The sampler quality factor of AGI-30 sampler without and with packed glass beads for MS2 bacteriophage recovery

3.3 Limitation and future work

In fact, the feasibility of using this optimized condition for a real-world sampling is still unknown since the concentration of airborne viruses in the air is much far lower than the experimental condition and the size and durability of the viruses are varied.
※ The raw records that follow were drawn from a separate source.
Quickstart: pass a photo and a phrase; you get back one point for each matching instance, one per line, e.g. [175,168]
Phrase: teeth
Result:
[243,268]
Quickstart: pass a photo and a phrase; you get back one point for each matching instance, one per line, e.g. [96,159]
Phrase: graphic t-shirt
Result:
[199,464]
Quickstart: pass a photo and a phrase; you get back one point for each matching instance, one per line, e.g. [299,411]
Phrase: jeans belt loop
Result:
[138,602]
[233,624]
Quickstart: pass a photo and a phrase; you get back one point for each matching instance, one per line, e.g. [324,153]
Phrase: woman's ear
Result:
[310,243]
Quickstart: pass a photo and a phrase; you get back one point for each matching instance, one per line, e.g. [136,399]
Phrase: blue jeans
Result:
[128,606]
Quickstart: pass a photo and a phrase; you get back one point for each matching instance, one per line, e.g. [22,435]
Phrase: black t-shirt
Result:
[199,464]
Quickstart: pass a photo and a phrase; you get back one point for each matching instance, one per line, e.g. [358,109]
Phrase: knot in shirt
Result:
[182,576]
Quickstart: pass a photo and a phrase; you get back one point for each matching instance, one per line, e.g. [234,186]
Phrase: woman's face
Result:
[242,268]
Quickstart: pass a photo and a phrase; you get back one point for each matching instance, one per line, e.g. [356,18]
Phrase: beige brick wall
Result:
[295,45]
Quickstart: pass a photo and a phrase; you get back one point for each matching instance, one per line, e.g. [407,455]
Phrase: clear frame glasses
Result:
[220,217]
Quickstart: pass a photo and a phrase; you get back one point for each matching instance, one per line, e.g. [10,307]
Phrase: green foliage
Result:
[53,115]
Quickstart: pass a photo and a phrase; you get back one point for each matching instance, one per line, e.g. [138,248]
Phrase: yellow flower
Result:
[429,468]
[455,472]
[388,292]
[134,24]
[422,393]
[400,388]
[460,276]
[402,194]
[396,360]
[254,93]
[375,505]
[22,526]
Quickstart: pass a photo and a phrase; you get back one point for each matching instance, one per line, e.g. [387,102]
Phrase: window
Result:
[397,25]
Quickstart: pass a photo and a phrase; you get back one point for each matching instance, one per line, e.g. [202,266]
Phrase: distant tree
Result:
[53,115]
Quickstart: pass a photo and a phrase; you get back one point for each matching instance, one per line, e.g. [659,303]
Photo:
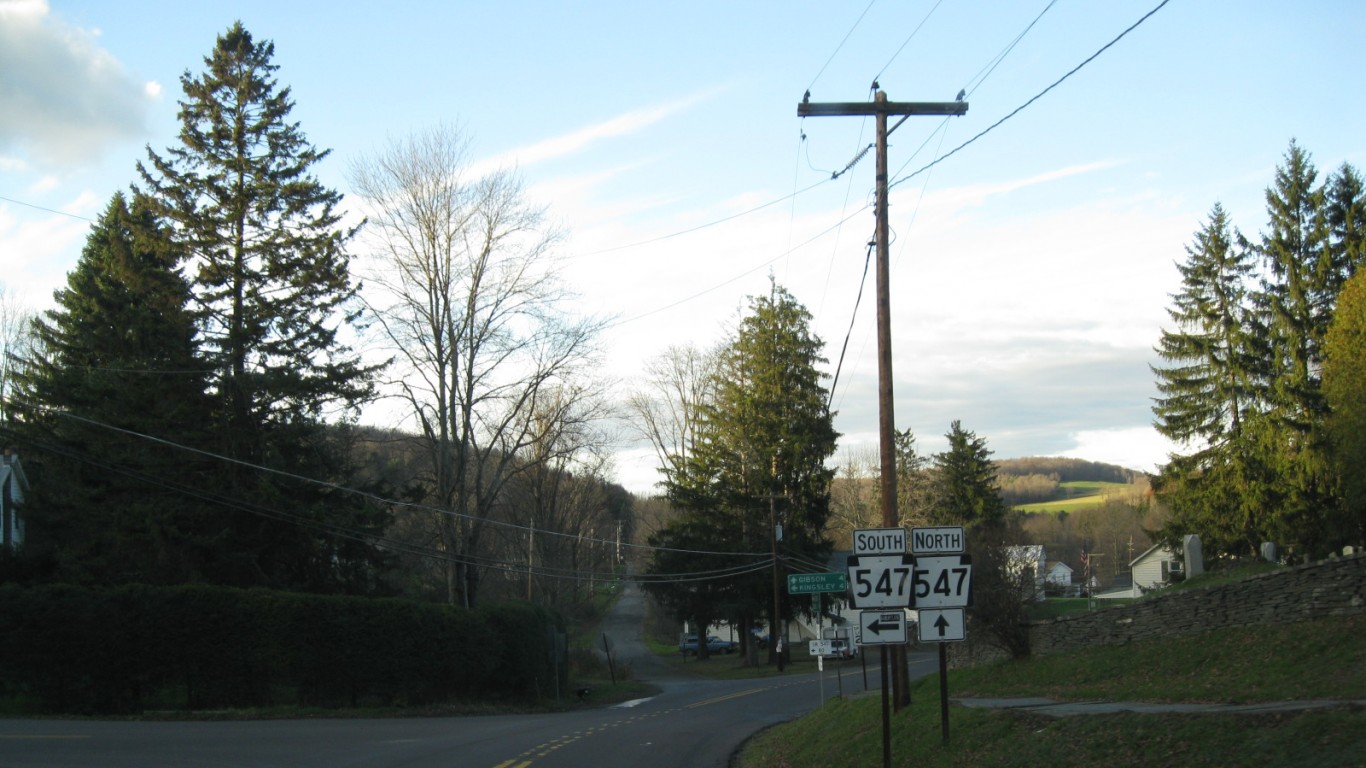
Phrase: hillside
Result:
[1321,659]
Therefore, this is a limitation of this study and more experiments for the real-world sampling should be conducted to verify the finding obtained in the lab.

4 Conclusions

This study investigated the effectiveness of using packed glass beads to improve the collection efficiency of the liquid impinger for submicron viral aerosols. Moreover, the effects of sampling flow rate, sampling media, and sampling time on the collection efficiency and recovery of viable viral aerosols were systematically investigated. Although the packed glass beads can considerably enhance the collection efficiency of the liquid impinger, the recovery of the viable virus becomes statistically significantly lower due to the stresses, including higher pressure drop, introduced by the packing. In this study, three approaches have been proven to improve the recovery of viable viruses (RPEFU=P/EFUtracer) and sampler quality factor (qSPFU), including using peptone or LB media as sampling liquid, reducing sampling flow rate, and decreasing sampling time. Conclusively, this study provides optimal settings of sampling liquids, flow rates, and times for liquid impinger packed with glass beads for submicron viral aerosol sampling.